The lawyer, who asked not to be named, expressed concern that someone parachuting in from abroad would lack the respect and buy-in from local stakeholders for long-term stability. In the past, he said, some elites with lives outside Somalia were seen as more likely to settle with the government in Hargeisa, without holding the hard-line unionist beliefs that those chafing under Somaliland rule for years have come to hold.

“That’s not to paint the diaspora with a broad bush,” he added. “There are plenty who are capable. Ultimately, it’s not about who is local and who isn’t — it’s about commitment to the cause.”

The scramble to create a new state from scratch may have opened the door to political opportunists, but those were seen as problems for peacetime. After weeks without major clashes, many believed that the Somaliland military was unable to break out of the stalemate, despite President Muse Bihi’s violent rhetoric about ending the conflict, while representatives for the Dhulbahante leadership parroted the party line, that their troops were deployed only in a defensive capacity. But in late August, Dhulbahante militia fighters mounted a major attack that routed the Somaliland forces, recapturing territory around Las Anod and breaking the monthslong siege.

Now, the reality of an SSC-Khaatumo state seems to be at hand, along with the chance to rebuild and invest in Las Anod. Rashid Mahmoud plans to help with the organization of the new administration, and says he is happy to serve if called upon, but he has no desire for a position of power.

“A normal life — that’s my goal. I have no ambition except that my people live in peace, in their own homes, and they govern themselves, they determine their own future,” he said. “And I will be happy, man, forever.”

In June, I walked with Aadan Barre on a hill above the hotel where he was staying, and we looked out to admire the town just before sunset.

“It’s a nice view up here,” he said. “I’ve already talked to my cousin about buying some land, maybe to open a restaurant — something nice, you know, for after.”

Then, with shadows stretching long across the mosques and houses below, he pointed to the ring of hills on the other side of town and the militia fighting positions just visible to the naked eye. Technicals were parked on the hillside in the evening light, and somewhere nearby, soldiers waited, guarding against the enemy beyond the hills.

Now, months later, the positions have moved outside town, following the breakthrough into newly secured SSC-Khaatumo territory.
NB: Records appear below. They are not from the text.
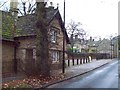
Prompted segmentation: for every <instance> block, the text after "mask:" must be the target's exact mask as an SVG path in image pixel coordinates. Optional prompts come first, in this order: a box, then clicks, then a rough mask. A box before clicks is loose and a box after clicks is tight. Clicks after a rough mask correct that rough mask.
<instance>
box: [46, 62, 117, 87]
mask: <svg viewBox="0 0 120 90" xmlns="http://www.w3.org/2000/svg"><path fill="white" fill-rule="evenodd" d="M48 88H118V61H114V62H111V63H109V64H107V65H105V66H103V67H101V68H99V69H97V70H94V71H92V72H90V73H87V74H85V75H81V76H79V77H76V78H73V79H70V80H67V81H64V82H61V83H58V84H54V85H51V86H49V87H48Z"/></svg>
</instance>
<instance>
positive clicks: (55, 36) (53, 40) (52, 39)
mask: <svg viewBox="0 0 120 90" xmlns="http://www.w3.org/2000/svg"><path fill="white" fill-rule="evenodd" d="M50 38H51V39H50V40H51V42H52V43H56V41H57V31H55V30H53V29H52V30H51V37H50Z"/></svg>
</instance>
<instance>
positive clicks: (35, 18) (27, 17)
mask: <svg viewBox="0 0 120 90" xmlns="http://www.w3.org/2000/svg"><path fill="white" fill-rule="evenodd" d="M55 17H57V18H58V20H59V23H60V26H61V28H62V32H64V31H63V30H65V28H64V23H63V21H62V18H61V15H60V13H59V10H58V9H54V8H52V7H50V8H46V21H47V24H48V25H49V24H50V22H51V21H52V20H53V19H54V18H55ZM36 21H37V20H36V14H29V15H26V16H20V17H18V22H17V30H19V35H16V37H21V36H30V35H36ZM65 37H66V40H67V42H68V43H69V38H68V35H67V32H66V30H65Z"/></svg>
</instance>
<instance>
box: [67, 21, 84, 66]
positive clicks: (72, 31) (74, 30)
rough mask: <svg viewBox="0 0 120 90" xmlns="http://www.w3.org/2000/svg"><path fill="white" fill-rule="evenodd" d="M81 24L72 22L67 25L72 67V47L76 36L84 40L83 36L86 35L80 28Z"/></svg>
mask: <svg viewBox="0 0 120 90" xmlns="http://www.w3.org/2000/svg"><path fill="white" fill-rule="evenodd" d="M81 25H82V24H81V23H80V22H77V23H75V22H74V21H73V20H72V21H71V22H70V23H69V24H68V26H67V31H68V35H69V36H70V41H71V49H72V62H73V65H74V55H73V47H74V44H75V42H74V39H75V37H76V36H77V37H78V38H80V39H81V40H84V36H85V35H86V32H85V31H84V30H83V29H82V28H80V26H81Z"/></svg>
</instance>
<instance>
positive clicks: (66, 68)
mask: <svg viewBox="0 0 120 90" xmlns="http://www.w3.org/2000/svg"><path fill="white" fill-rule="evenodd" d="M111 61H114V60H113V59H112V60H111V59H102V60H92V62H89V63H86V64H79V65H74V66H72V65H71V66H70V67H67V68H65V74H63V75H64V77H63V78H62V79H59V80H55V81H50V82H48V83H46V84H42V85H41V86H40V87H39V88H46V87H47V86H50V85H52V84H56V83H59V82H62V81H65V80H68V79H70V78H74V77H77V76H80V75H83V74H85V73H88V72H90V71H92V70H94V69H97V68H99V67H101V66H103V65H105V64H108V63H109V62H111ZM60 73H62V72H61V71H60ZM55 75H56V74H55ZM24 78H25V77H24V76H19V75H18V76H16V77H8V78H4V79H3V82H8V81H11V80H13V79H14V80H20V79H24Z"/></svg>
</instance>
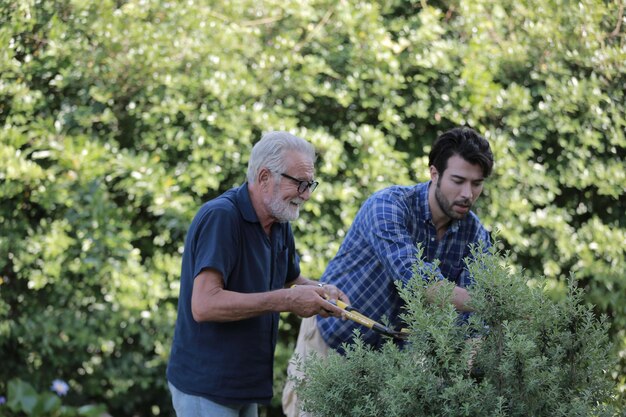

Reports trickle in of Somaliland forces regrouping and assembling at the edge of their new front, a portent of fighting and border clashes that could last forever. But even if the long-awaited future seems to be at hand for Las Anod’s residents and returnees, many acknowledge one of the hardest challenges that faces a Somalia at peace — what to do when the fighting stops.

“I’m saying one more month, until it is normal,” said Barre, on a phone call from Las Anod in September. “I haven’t seen my kids in seven months, but I don’t know if there will still be war.”

Barre’s concern is not just for his children, he said, but also for the militia fighters in Las Anod who, like so many young men across Somalia, have grown up fighting, knowing only a country in crisis. As families and children return to the city from displacement camps, the men who fought for their city will have to transition to a new life in peacetime.

“We want to build our country. We want to build Las Anod,” Barre said. “But we have to tell them to put their guns down, to go to school, to go to university. We have to get them to settle down.”

Visiting a refugee camp outside the city, Barre spoke to a group of young children who had been living in ramshackle tents, out of school, their mothers and grandmothers struggling to feed them in a perennially drought-stricken region. The kids knew little about territorial claims over Las Anod, or land and clan conflict, but when he asked them what they wanted to be when they grew up, the answer came quickly: fighters.